Seriously: What you can see is far more than what you see!
The title might be a mouthful, but it reflects a fact: In addition to our own eyes, there is a growing number of "mechanical eyes" that help us observe, document, and analyze our surroundings in the world today. This greatly expands and enhances our ability to see. At present, China's public security departments have installed over 20 million surveillance cameras, which generate up to 7,500PB of data a month. If we consider surveillance cameras installed by families and individuals, the rear cameras on our cars for parking, dashboard cameras, and cool consumer electronics products such as GoPro, we are already afloat in a sea of machine vision without even knowing it.
As the name suggests, the core value of machine vision is sensing, analyzing, and making decisions based on images and video on behalf of the human eye and human brain. Even though machine vision is not really a new concept, rapid developments have been made in the past decade, and it is expected to continue developing at a considerable pace for the foreseeable future. This development trend of machine vision benefits from three factors.
The first factor is Moore's law.
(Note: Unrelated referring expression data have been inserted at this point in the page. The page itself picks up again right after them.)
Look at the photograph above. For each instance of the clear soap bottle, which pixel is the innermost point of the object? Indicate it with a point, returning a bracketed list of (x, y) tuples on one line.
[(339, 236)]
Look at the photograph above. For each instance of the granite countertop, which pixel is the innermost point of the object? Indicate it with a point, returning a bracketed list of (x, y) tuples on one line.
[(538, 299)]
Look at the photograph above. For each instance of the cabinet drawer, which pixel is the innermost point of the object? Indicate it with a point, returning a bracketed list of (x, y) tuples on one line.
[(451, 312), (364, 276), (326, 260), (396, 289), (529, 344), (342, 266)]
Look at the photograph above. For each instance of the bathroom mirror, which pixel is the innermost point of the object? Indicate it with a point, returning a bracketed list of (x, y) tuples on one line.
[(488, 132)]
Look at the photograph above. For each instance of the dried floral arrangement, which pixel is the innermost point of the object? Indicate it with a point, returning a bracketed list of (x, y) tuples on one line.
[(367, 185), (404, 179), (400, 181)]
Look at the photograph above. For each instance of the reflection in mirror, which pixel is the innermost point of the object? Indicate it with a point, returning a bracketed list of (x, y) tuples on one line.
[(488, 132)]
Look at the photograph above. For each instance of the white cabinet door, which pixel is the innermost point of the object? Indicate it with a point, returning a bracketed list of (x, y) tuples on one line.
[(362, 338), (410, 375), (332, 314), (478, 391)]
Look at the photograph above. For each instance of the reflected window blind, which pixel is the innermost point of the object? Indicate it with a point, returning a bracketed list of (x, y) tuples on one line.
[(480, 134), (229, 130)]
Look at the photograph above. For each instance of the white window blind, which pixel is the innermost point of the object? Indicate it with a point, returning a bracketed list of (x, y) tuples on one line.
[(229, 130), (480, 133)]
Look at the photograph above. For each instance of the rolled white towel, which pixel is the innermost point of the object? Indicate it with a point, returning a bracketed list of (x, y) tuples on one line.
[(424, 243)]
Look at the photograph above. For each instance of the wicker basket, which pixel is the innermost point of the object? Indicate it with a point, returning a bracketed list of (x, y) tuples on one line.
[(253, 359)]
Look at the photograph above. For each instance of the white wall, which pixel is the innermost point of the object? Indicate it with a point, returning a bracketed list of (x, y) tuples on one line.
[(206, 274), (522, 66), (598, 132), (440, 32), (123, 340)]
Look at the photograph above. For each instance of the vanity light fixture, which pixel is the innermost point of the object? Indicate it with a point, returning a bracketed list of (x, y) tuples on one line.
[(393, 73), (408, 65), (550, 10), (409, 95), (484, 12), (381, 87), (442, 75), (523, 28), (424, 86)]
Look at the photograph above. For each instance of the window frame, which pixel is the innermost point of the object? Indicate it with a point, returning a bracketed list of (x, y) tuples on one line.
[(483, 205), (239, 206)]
In terms of hardware, a machine vision system comprises two core devices: One is the CMOS image sensor (the camera), and the other is the processor. Both of these can be made by through a standard CMOS semiconductor process. They are thus "cursed" by Moore's law — that is, the endless pursuit of lower power consumption, lower cost, smaller size, and higher performance — always racing to achieve lower cost of machine vision. Think about the resolution of the camera in an entry level phone today. It might be equal to the image sensor on a middle to high end single lens reflex camera a few years ago. This might be the most direct way users experience Moore's law.
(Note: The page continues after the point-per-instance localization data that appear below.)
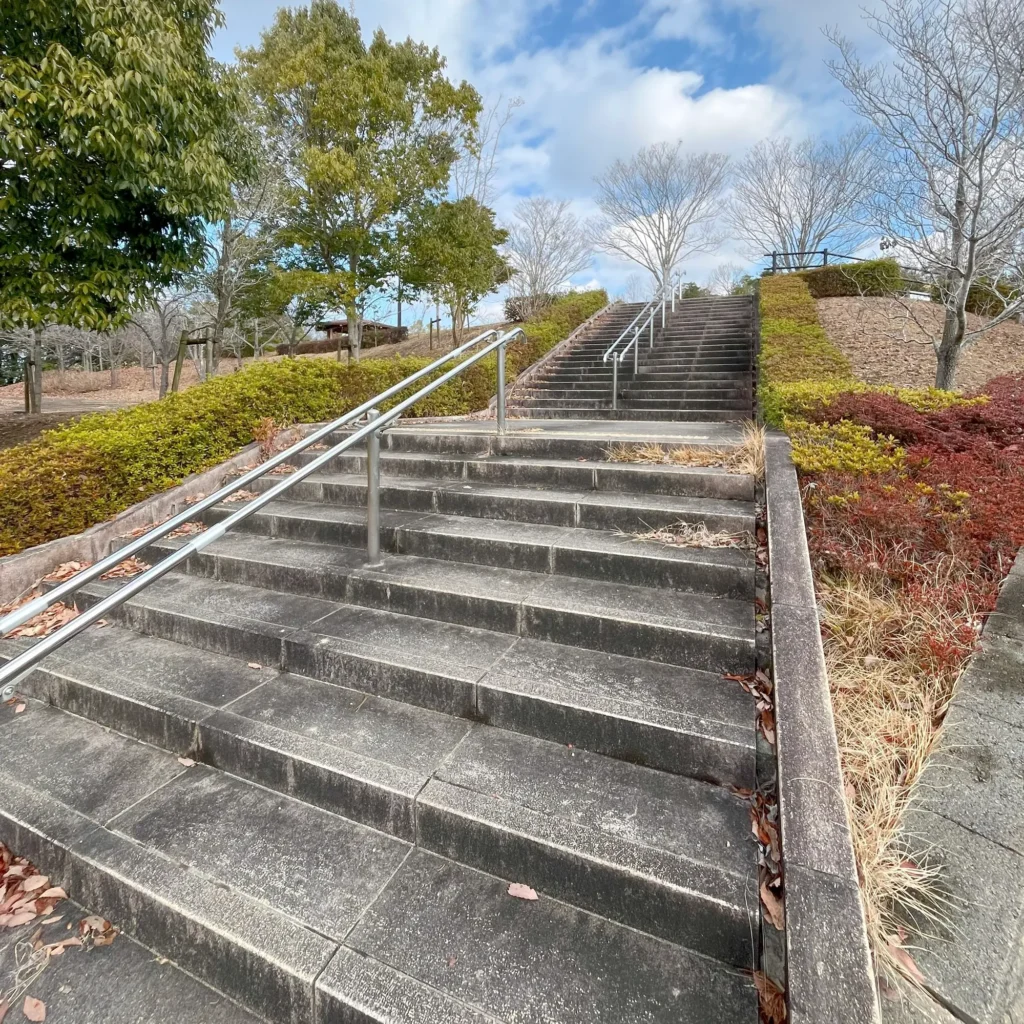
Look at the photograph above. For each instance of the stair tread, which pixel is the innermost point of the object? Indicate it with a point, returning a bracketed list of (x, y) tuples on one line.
[(669, 503), (180, 855), (554, 540), (508, 588)]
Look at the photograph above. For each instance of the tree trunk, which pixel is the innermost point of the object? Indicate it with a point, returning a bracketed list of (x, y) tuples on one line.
[(354, 331), (35, 368), (950, 349)]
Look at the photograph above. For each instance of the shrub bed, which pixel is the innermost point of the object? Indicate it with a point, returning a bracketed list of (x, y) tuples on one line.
[(914, 509), (877, 276), (85, 472)]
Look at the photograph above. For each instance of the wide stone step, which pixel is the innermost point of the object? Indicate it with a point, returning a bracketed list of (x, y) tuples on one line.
[(672, 627), (637, 415), (557, 440), (536, 472), (229, 881), (585, 508), (689, 403), (371, 702), (534, 547)]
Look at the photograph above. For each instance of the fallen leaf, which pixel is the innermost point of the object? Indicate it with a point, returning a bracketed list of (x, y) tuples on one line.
[(520, 891), (773, 906), (771, 998), (34, 1010), (906, 963)]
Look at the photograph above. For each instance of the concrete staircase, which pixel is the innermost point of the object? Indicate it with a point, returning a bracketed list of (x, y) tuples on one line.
[(699, 369), (521, 692)]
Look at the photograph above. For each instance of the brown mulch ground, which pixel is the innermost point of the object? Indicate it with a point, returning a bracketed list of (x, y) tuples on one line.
[(886, 347)]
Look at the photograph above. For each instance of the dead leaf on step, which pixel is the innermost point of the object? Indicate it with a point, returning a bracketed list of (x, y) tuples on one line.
[(129, 567), (771, 998), (904, 961), (97, 930), (773, 906), (520, 891), (34, 1010)]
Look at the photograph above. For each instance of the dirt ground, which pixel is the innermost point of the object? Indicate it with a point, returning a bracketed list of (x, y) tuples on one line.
[(888, 346)]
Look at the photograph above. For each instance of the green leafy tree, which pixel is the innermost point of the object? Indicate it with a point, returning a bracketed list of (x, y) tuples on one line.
[(114, 151), (455, 258), (366, 133)]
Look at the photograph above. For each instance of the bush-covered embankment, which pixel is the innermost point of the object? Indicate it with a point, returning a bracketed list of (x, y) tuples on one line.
[(83, 473), (914, 508)]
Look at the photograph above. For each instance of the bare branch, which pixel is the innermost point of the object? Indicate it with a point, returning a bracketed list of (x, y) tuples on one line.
[(659, 207)]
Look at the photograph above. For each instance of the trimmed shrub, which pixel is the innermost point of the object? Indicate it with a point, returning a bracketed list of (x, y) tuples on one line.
[(517, 307), (84, 472), (877, 276)]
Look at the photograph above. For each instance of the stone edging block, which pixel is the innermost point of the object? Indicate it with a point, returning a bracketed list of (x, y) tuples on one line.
[(829, 976)]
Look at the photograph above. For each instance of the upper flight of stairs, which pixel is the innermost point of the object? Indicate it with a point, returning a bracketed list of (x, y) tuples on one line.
[(699, 368), (520, 692)]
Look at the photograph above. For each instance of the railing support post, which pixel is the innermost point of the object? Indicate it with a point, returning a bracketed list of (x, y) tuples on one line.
[(373, 493), (500, 412)]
Moore's law is also driving improvements in processor performance, making them capable of complex image processing. In the selection of processor hardware architecture, machine vision developers today have multiple options: They can select a DSP optimized for image processing; ARM+GPU or other graphics processing platforms; and there is also programmable logic heterogeneous system architecture based on ARM+FPGA (such as Xilinx Zynq 7000). Even a mainstream ARM general-purpose processor with an optimized algorithm can be used for many machine vision applications. Obtaining a machine vision processor with a higher cost-performance ratio is only a matter of time for users.
The second factor driving the rapid development of machine vision is the growing abundance of algorithms and software resources. You can say Moore's law "kidnapped" the hardware and lowered the threshold for using machine vision, but to allow machine to truly operate like the "human eye + human brain," or even operate with better performance and efficiency, the software is also required. In the last century, developing machine vision algorithms and software was definitely brain intensive work, and companies did not dare get into the business without a few PhDs on staff. The situation changed in 2000, the year Intel announced OpenCV, which is a cross-platform machine vision library released under the open-source BSD license. Developers can conveniently implement a variety of general-purpose algorithms for image and vision processing using a series of C/C++ functions. Starting at that time, functions and algorithms have been optimized for different machine vision applications based on the constantly updated OpenCV, making transplant and operation on embedded processors even easier. This has led to the gradual formation of a complete machine vision software ecosystem. At the same time, many commercial software development tools also began offering graphics processing functions, making the development of machine vision applications even more accessible.
Figure 1, the Blackfin embedded vision starter kit provided by Avnet includes complete hardware and software resources to help machine vision developers get started quickly
It can be said that the maturity of the hardware and software ecosystem is what enabled the rapid expansion of machine vision applications over the last decade. Next, making machine vision "smarter" will be main demand for future development. The third factor — artificial intelligence — plays a crucial role in this process. Using core technologies of artificial intelligence, such as deep learning, machine vision will gain the ability to learn by itself and evolve, constantly enhancing its capabilities to make itself even "smarter."
A classic approach to combining artificial intelligence with machine vision is uploading collected data to the cloud, and then training a powerful "brain" that is capable of evolving through data analysis and autonomous learning in the cloud. Meanwhile, there are also people considering directly training machine vision terminals on the basis of their growingly powerful performance. This allows deep learning algorithms to directly make their way into end products, and make products real-time with better accuracy and reliability. It also avoids potential security issues with protecting privacy in the cloud. No matter how you look at it, successful application will undoubtedly have a profound effect on the future of machine vision.
To sum up, in the world of machines, the work of the human eye, or at least part of it, has become a simple repetitive laborious task. With the combined effects of numerous factors, the process of machine vision replacing and even surpassing human vision can no longer be stopped.